Final answer:
The question requires understanding of horizontal shifts in functions to determine the relationship between g(x) and f(x). The correct function representation depends on the type of transformation - vertical shifts, scaling, or horizontal shifts. Usually, g(x) = f(x - d) denotes a shift d units to the right, while g(x) = f(x + d) denotes a shift d units to the left.
Step-by-step explanation:
The question at hand involves using function notation to write a function g in terms of another function f(x). By understanding the concept of horizontal shifts in functions, we can determine how g(x) relates to f(x). Specifically, f(x + d) represents a function that is shifted d units to the left along the x-axis.
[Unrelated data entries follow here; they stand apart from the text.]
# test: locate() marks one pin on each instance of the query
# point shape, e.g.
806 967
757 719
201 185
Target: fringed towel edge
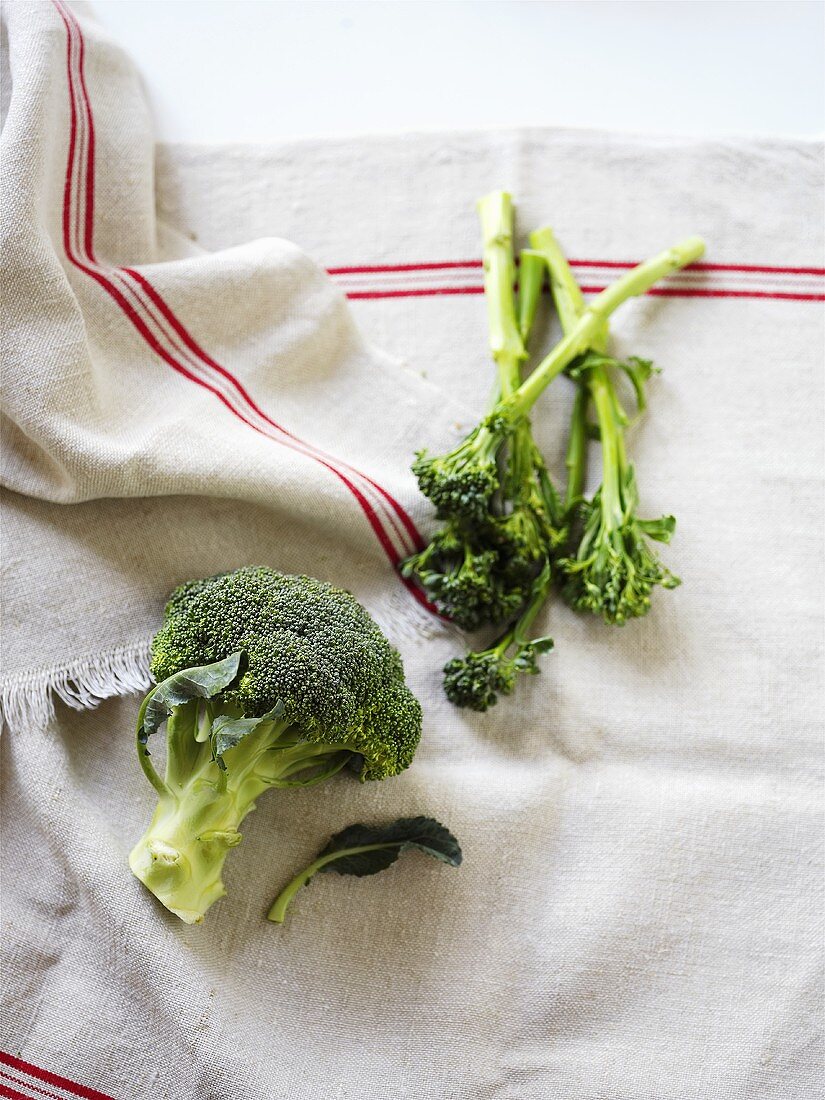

The options provided suggest different types of transformations of f(x), including vertical shifts and scaling.
Using the given information about function transformation:
- If g(x) equals f(x) shifted 6 units up, the correct representation would be g(x) = f(x) + 6.
- If g(x) equals f(x) shifted 6 units down, the correct representation would be g(x) = f(x) - 6.
- If g(x) represents f(x) scaled by a factor of 6, then g(x) = 6f(x).
- If g(x) is f(x) shifted 6 units to the right, the expression would be g(x) = f(x + 6).
Without additional context or a graph to indicate the specific transformation, any of these options could potentially describe how g is written in terms of f(F). However, given the algebraic principle that addition inside the function argument shifts the graph to the left, g(x) = f(x + 6) should not be the correct answer if g is intended to represent a horizontal shift to the right.